Бася однажды рассказывала, как отец, когда она была маленькой, внушил ей, что самое замечательное в сыре - дырки, только чтобы оценить их вкус, надо сперва подрасти. И я ему верила, смеялась она, и в тот вечер ее смех снова звучал у меня в ушах, а трава в парке цепенела в ожидании приближающихся первых заморозков, и немногочисленные листья на деревьях тихонько звенели на ветру, похожие на потемневшую от ржавчины жестяную стружку, и я ему верила. И представляла себе, как стану взрослой и сумею наконец ощутить их вкус, и это будет что-то необыкновенное, много лучше шоколадного мороженого, мандаринок, бананов и манго вместе взятых. В десять мне пришлось освободить свой номер в гостинице, и потом я весь день бесцельно слонялся по городку - единственный поезд на Варшаву отправлялся поздно, очень поздно. Спортивную сумку с вещами я оставил в камере хранения; до полудня гулял по окрестным холмам, потом вернулся в город пообедать, заглянул в местный музей, почитал в кафе газету, вышел на улицу, попытался посидеть на скамейке в парке, но было чересчур холодно, и тогда, кажется, подал голос мой мобильник - пришла эсэмэска. В сумерках курортное местечко выглядело получше: зазывно мигали неоновые рекламы, светящиеся надписи сулили развлечения, сомнительное качество которых скрывала темнота, заодно спрятавшая под своим покровом облупившиеся фасады еще прусских каменных особнячков, серость псевдосовременных бетонных коробок пансионатов четвертьвековой давности, пустыри заброшенных стройплощадок, где днем преспокойно бродили бездомные собаки. Когда-то областной, потом какое-то время районный, потом снова областной центр, городок будто оцепенел в каталептическом сне: редкие прохожие в клубах белесоватого пара изо рта понуро брели, то исчезая, то появляясь в пятнах света от тусклых фонарей. Словно хрупкие елочные игрушки, обложенные ватой и подготовленные к переезду в далекий край.

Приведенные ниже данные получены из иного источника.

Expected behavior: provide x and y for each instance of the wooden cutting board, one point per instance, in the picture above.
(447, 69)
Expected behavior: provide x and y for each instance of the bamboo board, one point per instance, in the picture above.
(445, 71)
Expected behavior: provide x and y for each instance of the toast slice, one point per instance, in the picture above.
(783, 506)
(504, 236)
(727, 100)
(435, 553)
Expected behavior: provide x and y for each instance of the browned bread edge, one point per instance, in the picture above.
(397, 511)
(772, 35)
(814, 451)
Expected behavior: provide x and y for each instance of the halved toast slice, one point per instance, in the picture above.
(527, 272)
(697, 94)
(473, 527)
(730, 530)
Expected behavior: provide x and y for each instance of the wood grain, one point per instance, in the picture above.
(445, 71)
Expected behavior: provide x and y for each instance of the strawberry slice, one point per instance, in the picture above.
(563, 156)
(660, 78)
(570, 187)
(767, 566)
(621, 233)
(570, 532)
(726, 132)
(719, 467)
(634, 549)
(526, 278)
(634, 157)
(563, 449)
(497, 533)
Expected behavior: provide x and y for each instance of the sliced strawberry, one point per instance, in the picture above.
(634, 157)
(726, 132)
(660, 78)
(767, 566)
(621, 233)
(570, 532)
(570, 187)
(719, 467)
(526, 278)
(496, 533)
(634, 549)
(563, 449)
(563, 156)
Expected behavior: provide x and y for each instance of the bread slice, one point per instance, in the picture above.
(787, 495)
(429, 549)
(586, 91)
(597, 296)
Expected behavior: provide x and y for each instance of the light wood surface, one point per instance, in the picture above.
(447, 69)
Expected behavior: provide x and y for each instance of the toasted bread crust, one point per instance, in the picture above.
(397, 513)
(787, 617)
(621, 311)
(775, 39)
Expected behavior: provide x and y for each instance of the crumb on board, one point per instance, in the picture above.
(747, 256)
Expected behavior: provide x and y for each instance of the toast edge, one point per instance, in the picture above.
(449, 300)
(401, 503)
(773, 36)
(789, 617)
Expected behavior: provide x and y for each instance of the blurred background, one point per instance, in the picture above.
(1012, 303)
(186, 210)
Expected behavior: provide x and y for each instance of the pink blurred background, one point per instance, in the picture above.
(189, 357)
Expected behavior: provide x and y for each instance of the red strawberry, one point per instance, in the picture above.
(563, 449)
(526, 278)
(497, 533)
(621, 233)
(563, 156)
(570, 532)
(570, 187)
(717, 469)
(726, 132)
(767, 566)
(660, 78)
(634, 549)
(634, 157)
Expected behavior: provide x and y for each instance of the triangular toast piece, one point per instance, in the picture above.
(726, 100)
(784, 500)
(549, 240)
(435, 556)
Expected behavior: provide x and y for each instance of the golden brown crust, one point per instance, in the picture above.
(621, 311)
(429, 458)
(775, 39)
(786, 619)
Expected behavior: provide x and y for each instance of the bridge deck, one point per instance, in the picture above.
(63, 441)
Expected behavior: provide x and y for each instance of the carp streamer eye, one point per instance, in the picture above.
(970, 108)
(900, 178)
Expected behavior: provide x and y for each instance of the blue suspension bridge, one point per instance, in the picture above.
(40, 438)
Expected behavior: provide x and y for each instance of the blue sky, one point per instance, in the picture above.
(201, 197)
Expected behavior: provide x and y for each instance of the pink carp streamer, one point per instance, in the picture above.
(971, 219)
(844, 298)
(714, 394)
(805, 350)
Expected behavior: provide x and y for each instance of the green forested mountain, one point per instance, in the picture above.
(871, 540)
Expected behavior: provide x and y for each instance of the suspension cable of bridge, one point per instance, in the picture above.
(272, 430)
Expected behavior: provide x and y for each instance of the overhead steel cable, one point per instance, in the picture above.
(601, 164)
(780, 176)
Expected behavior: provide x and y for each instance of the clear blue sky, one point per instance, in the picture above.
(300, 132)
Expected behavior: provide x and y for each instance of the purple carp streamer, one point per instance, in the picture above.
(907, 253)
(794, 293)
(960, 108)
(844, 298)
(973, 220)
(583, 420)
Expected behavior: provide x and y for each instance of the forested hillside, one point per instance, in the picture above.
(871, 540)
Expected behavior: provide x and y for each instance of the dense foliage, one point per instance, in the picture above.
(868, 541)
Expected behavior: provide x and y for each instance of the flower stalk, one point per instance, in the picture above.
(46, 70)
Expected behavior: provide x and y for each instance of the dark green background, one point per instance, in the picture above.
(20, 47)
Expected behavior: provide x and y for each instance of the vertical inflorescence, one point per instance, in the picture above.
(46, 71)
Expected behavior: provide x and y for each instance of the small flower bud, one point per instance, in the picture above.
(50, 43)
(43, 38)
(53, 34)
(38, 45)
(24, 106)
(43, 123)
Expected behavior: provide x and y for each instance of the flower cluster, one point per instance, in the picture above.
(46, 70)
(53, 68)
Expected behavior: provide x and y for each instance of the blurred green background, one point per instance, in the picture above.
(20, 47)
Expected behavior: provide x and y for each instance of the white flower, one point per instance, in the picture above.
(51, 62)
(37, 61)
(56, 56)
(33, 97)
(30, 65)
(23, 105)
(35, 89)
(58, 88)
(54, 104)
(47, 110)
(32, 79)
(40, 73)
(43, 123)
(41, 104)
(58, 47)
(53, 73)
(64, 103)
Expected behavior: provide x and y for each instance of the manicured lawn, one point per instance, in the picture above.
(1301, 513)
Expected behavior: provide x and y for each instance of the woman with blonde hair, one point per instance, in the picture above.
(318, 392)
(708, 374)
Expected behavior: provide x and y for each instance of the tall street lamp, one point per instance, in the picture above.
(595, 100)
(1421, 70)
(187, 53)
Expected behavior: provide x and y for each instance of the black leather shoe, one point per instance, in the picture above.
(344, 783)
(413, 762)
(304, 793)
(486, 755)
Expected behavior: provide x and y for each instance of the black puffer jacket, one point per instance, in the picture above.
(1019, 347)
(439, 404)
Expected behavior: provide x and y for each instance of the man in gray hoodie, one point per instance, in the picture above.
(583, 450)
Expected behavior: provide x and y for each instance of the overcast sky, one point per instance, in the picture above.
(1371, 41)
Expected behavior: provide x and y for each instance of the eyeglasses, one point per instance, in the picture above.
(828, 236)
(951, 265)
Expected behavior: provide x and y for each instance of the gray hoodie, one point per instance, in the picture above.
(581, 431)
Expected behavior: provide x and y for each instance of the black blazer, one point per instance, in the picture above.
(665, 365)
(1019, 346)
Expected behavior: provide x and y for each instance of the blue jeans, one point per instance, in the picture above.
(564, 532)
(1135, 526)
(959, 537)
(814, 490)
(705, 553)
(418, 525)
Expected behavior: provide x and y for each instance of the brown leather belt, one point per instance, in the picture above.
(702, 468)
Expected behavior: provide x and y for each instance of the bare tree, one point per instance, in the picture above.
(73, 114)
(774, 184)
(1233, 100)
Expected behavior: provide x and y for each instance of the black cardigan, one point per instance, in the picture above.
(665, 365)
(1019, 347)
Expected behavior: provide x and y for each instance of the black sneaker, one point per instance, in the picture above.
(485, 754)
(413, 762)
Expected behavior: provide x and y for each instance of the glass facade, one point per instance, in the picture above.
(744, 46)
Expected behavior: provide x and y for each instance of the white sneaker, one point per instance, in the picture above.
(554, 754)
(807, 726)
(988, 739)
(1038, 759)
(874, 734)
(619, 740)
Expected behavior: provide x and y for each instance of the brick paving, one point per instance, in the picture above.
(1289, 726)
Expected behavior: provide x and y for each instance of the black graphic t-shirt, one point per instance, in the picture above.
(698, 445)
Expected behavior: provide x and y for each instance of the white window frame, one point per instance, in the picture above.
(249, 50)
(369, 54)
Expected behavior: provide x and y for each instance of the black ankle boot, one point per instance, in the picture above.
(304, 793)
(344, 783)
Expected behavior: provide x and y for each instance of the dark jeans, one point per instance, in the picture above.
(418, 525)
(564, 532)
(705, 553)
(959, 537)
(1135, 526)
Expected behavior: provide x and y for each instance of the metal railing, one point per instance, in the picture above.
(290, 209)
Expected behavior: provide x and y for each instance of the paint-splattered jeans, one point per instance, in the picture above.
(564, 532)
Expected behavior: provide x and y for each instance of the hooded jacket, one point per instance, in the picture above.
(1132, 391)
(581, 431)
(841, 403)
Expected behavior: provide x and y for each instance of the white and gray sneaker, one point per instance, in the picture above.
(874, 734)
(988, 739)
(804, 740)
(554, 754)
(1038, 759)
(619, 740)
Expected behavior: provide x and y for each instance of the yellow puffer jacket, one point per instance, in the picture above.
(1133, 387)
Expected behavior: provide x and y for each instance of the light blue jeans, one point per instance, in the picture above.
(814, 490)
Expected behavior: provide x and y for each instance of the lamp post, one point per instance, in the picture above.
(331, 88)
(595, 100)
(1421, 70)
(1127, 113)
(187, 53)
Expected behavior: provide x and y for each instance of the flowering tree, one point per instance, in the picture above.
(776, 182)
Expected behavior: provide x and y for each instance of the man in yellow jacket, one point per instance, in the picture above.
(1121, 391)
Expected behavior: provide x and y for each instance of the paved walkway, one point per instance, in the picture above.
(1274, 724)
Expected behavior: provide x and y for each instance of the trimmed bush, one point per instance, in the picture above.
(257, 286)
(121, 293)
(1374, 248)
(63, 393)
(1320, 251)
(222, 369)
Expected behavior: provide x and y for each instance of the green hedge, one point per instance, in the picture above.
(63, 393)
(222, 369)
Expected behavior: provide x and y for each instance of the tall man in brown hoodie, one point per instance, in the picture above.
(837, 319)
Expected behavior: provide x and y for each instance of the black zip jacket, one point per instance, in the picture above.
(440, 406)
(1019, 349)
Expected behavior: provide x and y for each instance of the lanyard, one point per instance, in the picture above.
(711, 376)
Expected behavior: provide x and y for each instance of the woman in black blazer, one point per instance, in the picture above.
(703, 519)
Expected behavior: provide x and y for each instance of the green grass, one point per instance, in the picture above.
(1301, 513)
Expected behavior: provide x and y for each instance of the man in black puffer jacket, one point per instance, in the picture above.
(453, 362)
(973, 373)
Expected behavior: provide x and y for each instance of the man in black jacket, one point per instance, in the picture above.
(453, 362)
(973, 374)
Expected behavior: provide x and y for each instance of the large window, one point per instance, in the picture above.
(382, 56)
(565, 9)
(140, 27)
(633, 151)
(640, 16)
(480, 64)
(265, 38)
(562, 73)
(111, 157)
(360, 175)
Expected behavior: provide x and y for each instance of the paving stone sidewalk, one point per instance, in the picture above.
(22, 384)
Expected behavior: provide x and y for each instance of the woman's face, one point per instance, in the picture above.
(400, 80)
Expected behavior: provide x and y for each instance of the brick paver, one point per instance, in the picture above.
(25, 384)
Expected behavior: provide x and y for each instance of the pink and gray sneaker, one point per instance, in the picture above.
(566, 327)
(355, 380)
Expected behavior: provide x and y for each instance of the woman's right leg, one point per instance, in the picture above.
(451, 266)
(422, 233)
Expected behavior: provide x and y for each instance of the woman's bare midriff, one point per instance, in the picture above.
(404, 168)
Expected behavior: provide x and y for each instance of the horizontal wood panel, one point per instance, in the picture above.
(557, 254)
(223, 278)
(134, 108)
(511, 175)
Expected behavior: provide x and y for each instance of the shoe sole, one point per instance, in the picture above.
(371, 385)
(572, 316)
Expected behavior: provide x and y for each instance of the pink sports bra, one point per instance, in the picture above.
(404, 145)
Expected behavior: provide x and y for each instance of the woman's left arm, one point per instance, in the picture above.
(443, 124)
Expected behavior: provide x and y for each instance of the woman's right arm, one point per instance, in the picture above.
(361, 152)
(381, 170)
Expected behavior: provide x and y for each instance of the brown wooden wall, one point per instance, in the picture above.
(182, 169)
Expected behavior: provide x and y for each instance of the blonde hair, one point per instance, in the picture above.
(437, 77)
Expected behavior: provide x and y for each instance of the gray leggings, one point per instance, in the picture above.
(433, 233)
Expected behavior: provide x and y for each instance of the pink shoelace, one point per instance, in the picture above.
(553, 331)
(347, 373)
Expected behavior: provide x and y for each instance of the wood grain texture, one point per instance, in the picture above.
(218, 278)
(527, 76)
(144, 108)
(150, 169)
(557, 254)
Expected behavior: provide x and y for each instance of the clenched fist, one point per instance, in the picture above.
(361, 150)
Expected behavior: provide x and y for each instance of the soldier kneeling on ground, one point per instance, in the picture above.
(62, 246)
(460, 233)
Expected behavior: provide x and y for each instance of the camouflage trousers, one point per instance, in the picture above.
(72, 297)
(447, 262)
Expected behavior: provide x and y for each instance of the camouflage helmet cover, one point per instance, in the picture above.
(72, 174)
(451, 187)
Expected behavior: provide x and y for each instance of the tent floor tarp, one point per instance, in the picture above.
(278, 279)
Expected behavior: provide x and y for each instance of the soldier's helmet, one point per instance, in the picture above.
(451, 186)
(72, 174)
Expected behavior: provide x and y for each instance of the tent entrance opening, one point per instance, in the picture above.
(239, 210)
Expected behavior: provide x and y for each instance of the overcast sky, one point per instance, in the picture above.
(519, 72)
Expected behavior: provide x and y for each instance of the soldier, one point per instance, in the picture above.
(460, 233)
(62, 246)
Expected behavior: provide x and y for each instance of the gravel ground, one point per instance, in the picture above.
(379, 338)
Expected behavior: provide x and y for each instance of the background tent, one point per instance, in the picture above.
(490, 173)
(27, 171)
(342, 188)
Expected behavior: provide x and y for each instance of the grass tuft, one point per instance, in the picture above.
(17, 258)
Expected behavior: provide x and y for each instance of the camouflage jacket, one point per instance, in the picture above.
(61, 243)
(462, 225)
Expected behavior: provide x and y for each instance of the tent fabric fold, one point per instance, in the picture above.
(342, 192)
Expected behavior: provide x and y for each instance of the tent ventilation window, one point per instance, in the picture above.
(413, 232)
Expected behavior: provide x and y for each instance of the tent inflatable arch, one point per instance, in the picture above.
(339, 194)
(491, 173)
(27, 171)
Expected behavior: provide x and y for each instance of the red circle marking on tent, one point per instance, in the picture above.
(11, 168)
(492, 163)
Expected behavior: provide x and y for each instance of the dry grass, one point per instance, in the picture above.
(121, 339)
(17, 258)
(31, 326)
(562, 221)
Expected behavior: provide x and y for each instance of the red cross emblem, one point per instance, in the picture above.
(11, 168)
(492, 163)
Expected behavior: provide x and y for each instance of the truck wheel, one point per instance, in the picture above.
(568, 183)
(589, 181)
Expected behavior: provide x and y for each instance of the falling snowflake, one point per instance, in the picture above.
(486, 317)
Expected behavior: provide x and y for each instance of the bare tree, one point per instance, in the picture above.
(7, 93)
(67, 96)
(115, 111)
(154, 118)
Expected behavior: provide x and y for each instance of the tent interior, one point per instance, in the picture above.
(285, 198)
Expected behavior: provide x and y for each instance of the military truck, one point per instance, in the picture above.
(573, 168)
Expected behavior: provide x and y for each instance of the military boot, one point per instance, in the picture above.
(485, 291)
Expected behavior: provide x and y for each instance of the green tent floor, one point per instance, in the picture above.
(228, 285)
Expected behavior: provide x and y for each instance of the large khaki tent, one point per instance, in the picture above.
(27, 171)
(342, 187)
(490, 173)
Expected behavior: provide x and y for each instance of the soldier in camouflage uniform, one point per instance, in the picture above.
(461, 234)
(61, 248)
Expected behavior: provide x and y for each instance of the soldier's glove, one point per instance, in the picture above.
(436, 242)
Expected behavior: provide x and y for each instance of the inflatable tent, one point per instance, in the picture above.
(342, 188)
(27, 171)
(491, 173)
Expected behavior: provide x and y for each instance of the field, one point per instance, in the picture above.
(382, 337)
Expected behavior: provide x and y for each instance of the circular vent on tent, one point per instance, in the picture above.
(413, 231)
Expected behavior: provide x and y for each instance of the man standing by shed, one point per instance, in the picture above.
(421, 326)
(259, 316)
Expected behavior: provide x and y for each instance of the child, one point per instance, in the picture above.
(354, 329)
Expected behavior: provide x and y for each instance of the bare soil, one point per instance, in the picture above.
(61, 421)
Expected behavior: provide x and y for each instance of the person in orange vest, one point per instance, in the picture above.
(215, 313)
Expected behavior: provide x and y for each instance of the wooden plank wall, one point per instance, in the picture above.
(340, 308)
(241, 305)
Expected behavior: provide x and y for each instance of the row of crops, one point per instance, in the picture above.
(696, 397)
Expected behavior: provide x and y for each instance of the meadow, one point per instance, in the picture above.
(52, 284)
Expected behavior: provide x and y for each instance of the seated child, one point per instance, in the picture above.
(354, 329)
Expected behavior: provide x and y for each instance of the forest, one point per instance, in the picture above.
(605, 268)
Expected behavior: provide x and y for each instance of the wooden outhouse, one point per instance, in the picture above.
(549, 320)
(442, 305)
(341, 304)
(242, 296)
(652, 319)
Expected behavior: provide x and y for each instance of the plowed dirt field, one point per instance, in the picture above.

Мне тоже предстояло уезжать, но варшавский поезд уходил только в пол-одиннадцатого - поздно, очень поздно. Заметив, что у меня развязался шнурок, я присел на корточки, положив зонтик на тротуар, - и тут рядом затормозила машина. Я поднял голову и не поверил своим глазам: из машины выскочила Бася, а с другой стороны вылез Марек. Коль ты такая умная, сама садись за руль! - закричал он. Если я не буду гнать, до Пилы мы доберемся только к утру, ты этого хочешь?! - Не ори, ты его разбудишь! Забыл, что с нами ребенок?! Несешься как угорелый! - Ах так! Держи! - и он швырнул ей ключи, и пока ключи летели над крышей автомобиля - какие-то доли секунды, - я подумал, что они обязательно шлепнутся возле меня, но Бася, непроизвольно вскинув руку, поймала их на лету. С размаху хлопнув дверцей со своей стороны, она обошла капот - на мгновение фары выхватили из темноты ее синие брюки - и, отпихнув мужа, села за руль. Тот явно не ожидал, что двигатель заведется с пол-оборота, и, взбешенная, она сразу умчит, оставив его посреди мостовой. Запоздало ринувшись вслед, Марек пробежал несколько шагов и остановился, я хотел крикнуть, чтоб он не отпускал её одну за рулем, но спохватился: в таком случае мне пришлось бы признаться, что я подслушивал все это время, сидя на корточках в двух шагах от них. Вскочив, я все-таки рванул вперед, но туг вспомнил об оставшемся лежать на тротуаре зонтике и нагнулся, чтоб его подобрать. Когда я снова выпрямился, Марека нигде уже не было; он куда-то делся.